On Information Leakage by Indexes over Data Fragments, Sabrina De Capitanti di Vimercati, Sara Foresti, Sushil Jajodia, Stefano Paraboschi, Pierangela Samarati

ABSTRACT: Data fragmentation has recently emerged as a complementary approach to encryption for protecting confidentiality of sensitive associations when storing data at external parties. In this paper, we discuss how the use of indexes, typically associated with the encrypted portion of the data, while desirable for providing effectiveness and efficiency in query execution, can - combined with fragmentation - cause potential leakage of confidential (encrypted or fragmented) information. We illustrate how the exposure to leakage varies depending on the kind of indexes. Such observations can result useful for the design of approaches assessing information exposure and for the definition of safe (free from inferences) indexes in fragmented data.

Privacy against Aggregate Knowledge Attacks, Olga Gkountouna, Katerina Lepenioti, Manolis Terrovitis

ABSTRACT: This paper focuses on protecting the privacy of individuals in publication scenarios where the attacker is expected to have only abstract or aggregate knowledge about each record. Whereas, data privacy reseah usually focuses on defining stricter privacy guarantees that assume increasingly more sophisticated attack scenarios, it is also important to have anonymization methods and guarantees that will address any attack scenario. Enforcing a stricter guarantee than required increases unnecessarily the information loss.

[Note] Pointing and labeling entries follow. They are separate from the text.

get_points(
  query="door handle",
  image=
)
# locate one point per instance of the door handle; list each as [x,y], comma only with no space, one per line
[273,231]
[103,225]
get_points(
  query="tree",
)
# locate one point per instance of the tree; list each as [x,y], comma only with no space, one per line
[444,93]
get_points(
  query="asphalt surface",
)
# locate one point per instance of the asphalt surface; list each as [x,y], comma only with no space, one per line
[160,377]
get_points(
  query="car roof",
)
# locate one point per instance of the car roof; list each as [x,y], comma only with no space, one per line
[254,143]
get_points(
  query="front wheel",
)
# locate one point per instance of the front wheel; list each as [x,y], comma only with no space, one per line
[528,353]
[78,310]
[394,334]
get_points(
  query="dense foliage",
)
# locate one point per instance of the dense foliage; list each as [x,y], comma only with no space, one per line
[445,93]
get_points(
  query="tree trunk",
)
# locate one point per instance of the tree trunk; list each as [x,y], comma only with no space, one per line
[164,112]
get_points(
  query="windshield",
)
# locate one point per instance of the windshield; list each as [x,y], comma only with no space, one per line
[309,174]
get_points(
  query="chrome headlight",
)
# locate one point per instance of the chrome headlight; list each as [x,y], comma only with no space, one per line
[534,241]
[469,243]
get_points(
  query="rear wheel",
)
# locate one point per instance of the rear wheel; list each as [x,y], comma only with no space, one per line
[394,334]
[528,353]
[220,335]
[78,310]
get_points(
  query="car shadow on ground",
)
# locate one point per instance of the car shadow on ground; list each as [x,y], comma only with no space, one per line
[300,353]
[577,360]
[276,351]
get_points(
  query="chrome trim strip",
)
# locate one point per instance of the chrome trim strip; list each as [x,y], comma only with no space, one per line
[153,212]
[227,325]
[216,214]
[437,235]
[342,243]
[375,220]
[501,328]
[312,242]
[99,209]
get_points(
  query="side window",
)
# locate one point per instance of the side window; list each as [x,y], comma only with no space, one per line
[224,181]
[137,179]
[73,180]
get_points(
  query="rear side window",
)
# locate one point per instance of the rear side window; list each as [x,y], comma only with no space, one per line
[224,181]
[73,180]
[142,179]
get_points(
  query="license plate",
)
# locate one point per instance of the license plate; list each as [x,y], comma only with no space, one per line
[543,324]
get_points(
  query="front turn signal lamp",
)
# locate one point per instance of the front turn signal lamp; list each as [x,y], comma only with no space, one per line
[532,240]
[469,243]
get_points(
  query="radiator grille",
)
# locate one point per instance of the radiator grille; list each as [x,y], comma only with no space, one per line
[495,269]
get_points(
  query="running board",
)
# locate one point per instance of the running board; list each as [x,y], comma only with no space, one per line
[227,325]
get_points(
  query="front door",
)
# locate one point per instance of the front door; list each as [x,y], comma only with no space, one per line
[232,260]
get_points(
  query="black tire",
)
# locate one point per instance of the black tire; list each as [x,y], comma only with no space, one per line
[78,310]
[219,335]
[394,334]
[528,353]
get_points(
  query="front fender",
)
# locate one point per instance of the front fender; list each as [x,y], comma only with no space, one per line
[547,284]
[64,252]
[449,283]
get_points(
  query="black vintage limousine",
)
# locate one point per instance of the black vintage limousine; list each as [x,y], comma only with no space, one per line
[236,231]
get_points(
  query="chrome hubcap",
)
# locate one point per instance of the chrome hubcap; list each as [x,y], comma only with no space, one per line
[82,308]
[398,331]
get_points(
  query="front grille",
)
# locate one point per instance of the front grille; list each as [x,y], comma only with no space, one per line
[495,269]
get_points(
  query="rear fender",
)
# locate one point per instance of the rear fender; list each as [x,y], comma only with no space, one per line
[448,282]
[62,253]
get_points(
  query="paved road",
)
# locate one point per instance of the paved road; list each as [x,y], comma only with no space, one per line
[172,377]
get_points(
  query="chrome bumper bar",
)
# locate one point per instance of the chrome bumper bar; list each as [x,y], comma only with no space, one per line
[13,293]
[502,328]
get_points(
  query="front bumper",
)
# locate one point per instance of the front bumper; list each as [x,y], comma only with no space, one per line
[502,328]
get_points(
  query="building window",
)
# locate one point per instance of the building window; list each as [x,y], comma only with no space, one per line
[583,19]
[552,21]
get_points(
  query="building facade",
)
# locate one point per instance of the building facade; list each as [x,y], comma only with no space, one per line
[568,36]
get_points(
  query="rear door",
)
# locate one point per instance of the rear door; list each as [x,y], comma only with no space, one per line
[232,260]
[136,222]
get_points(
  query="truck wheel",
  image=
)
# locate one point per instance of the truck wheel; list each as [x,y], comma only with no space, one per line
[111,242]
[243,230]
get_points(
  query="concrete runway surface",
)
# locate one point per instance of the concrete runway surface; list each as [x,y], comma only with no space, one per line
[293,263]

Consider for example the publication of tax records, where attackers might only know the total income, and not its constituent parts. Traditional anonymization methods would protect user privacy by creating equivalence classes of identical records. Alternatively, in this work we propose an anonymization technique that generalizes attributes, only as much as needed to guarantee that aggregate values over the complete record, will create equivalence classes of at size k. The experimental evaluation on real data shows that the proposed method produces anonymized data that lie closer to the original ones, with respect to traditional anonymization algorithms.